Scalability: Methods like SPIDER leverage parallel GPU-based rollouts for scalability, enabling large-scale dataset synthesis for downstream neural policy training (Pan et al., 12 Nov 2025).
Residual and Hybrid Architectures: Residual policies refine physics-based open-loop retargeting with neural feedback, improving online robustness (Pan et al., 12 Nov 2025).
Generalization: Morphological randomization and normalization (by T-pose, interaction graph) support transfer to previously unseen skeletons, but extreme deviations (e.g., $>3\times$ scale change, radical topology) may degrade performance (Zhang et al., 2023).

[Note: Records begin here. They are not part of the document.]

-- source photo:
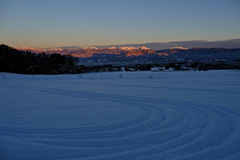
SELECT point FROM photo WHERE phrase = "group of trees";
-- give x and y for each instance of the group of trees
(25, 62)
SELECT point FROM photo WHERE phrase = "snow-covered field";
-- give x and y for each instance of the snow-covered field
(121, 116)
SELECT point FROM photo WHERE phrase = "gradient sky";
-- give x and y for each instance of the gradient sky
(54, 23)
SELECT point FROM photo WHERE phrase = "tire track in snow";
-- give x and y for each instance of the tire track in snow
(180, 137)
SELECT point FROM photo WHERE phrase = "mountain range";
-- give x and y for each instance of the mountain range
(143, 55)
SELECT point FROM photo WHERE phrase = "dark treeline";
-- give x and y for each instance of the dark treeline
(25, 62)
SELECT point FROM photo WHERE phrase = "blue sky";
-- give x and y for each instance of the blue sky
(53, 23)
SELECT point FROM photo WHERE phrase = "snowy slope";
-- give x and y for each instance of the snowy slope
(121, 116)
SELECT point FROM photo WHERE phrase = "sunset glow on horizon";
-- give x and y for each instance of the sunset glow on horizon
(83, 23)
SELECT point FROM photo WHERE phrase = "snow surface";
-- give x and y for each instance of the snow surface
(121, 116)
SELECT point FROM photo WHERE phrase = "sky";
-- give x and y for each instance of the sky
(55, 23)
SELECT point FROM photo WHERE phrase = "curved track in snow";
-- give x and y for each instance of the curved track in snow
(130, 126)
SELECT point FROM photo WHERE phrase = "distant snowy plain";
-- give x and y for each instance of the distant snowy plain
(121, 116)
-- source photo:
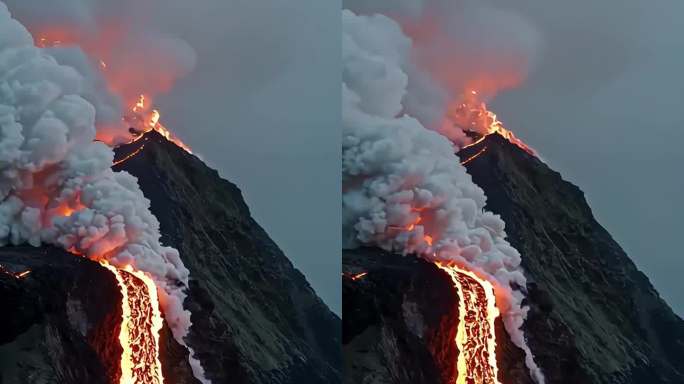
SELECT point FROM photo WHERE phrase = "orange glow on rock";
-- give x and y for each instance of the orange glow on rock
(123, 83)
(472, 115)
(475, 336)
(140, 325)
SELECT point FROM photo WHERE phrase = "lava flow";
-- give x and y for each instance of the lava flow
(474, 118)
(140, 325)
(140, 116)
(143, 119)
(475, 336)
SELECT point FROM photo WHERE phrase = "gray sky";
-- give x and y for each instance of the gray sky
(604, 108)
(262, 104)
(263, 107)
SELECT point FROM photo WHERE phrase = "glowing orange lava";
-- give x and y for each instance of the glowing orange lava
(472, 116)
(475, 156)
(141, 322)
(475, 336)
(141, 116)
(129, 156)
(143, 119)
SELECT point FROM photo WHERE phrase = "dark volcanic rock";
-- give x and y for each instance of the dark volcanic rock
(61, 321)
(400, 321)
(594, 318)
(255, 318)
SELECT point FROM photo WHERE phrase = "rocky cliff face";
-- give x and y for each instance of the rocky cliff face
(255, 318)
(61, 319)
(594, 317)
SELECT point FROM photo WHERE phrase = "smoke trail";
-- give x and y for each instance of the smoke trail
(403, 188)
(117, 47)
(458, 46)
(56, 184)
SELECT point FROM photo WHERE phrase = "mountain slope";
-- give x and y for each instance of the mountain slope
(255, 318)
(594, 317)
(61, 321)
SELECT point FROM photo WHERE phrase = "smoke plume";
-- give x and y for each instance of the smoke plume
(403, 187)
(56, 182)
(459, 48)
(117, 47)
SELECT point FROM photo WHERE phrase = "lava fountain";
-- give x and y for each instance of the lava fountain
(472, 116)
(144, 119)
(475, 336)
(141, 322)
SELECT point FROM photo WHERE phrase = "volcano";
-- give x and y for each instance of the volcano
(255, 318)
(594, 317)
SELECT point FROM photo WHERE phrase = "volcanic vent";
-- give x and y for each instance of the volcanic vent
(255, 318)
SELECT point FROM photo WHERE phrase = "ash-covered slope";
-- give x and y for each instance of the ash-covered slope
(594, 317)
(60, 321)
(255, 318)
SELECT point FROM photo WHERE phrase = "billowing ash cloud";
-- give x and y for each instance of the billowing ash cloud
(458, 46)
(403, 187)
(56, 184)
(118, 48)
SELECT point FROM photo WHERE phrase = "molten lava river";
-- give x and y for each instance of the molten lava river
(140, 325)
(475, 336)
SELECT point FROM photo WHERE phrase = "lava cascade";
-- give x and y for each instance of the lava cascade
(475, 336)
(140, 325)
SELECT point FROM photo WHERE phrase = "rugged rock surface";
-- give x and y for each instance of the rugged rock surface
(61, 321)
(400, 320)
(255, 318)
(594, 317)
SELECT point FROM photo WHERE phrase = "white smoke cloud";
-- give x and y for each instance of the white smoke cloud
(117, 47)
(458, 46)
(56, 182)
(402, 181)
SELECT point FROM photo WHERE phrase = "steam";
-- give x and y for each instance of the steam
(458, 46)
(403, 188)
(116, 46)
(56, 184)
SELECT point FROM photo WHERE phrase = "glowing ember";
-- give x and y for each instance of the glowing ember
(129, 156)
(143, 119)
(17, 275)
(473, 157)
(475, 337)
(473, 117)
(140, 325)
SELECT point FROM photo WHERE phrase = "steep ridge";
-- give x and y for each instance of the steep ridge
(594, 317)
(255, 318)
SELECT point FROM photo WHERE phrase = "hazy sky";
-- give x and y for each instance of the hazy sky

Reward and Loss Design: Removal of physically motivated reward terms leads to loss of tracking fidelity or physically implausible artifacts (drift, foot-slip, unnatural body postures) (Reda et al., 2023, Zhang et al., 2023).
Specialization: Policies tend to be clip- and morphology-specific; generalizing across highly distinct interactions or inventing new behaviors remains challenging (Zhang et al., 2023).
Future Architectures: Research directions include diffusion-based trajectory optimizers conditioned on physically feasible seeds, graph-neural network contact predictors, and meta-learned sampling strategies that tune exploration/exploitation under physics constraints (Pan et al., 12 Nov 2025).

Physics-driven neural retargeting now forms the backbone of generalizable, robust motion transfer in human–robot interaction, character animation, and physically plausible digital twins, offering a convergent solution grounded in neural representation and physical law.